Robert Rikić

Rabotnički
- Position: Center
- League: Macedonian League

Personal information
- Born: April 29, 1990 (age 36) Mostar, SR Bosnia and Herzegovina, SFR Yugoslavia
- Listed height: 2.19 m (7 ft 2 in)
- Listed weight: 120 kg (265 lb)

Career information
- NBA draft: 2012: undrafted
- Playing career: 2008–present

Career history
- 2008–2012: Zagreb
- 2008–2010: →Zrinjevac
- 2010–2011: →Dubrava
- 2012–2014: Široki Primorka
- 2014–2016: Budućnost Podgorica
- 2016–2019: Igokea
- 2019: Zrinjski Mostar
- 2019: Split
- 2019–2020: Sloboda Tuzla
- 2020–2021: USK Praha
- 2021: EuroNickel 2005
- 2021–2022: MZT Skopje
- 2022–2023: BK JIP Pardubice
- 2023–2024: Rabotnički
- 2024–2025: Bashkimi
- 2025: Cibona
- 2025–present: Rabotnički

Career highlights
- Montenegrin League champion (2015); Bosnian League champion (2017); Macedonian League champion (2022); 4× Bosnian Cup winner (2014, 2017–2019); 2× Montenegrin Cup winner (2015, 2016);

= Robert Rikić =

Croatian basketball player

Robert Rikić (born 29 April 1990) is a Croatian professional basketball player who plays for Rabotnički.

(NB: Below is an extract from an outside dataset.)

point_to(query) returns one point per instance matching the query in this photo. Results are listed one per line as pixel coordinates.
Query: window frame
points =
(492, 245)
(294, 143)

Standing at 2.19 m, he plays at the center position.

== Career ==
Rikić started practicing basketball as a 16-year-old, after already becoming an under-16 national handball player for Croatia. After initially working individually with Široki's youth coaches, his first youth club was Dubrovnik, where he stayed for a year before moving to Zagreb. In August 2014 he moved to KK Budućnost Podgorica. During the first few years of his career, Rikić was also an under-18 national team member for Croatia.

Rikić spent the 2019–20 season with Sloboda Tuzla, averaging 13.9 points, 8.0 rebounds, and 1.1 blocks per game in ABA league play. On October 17, 2020, Rikic signed with USK Praha of the Czech National Basketball League.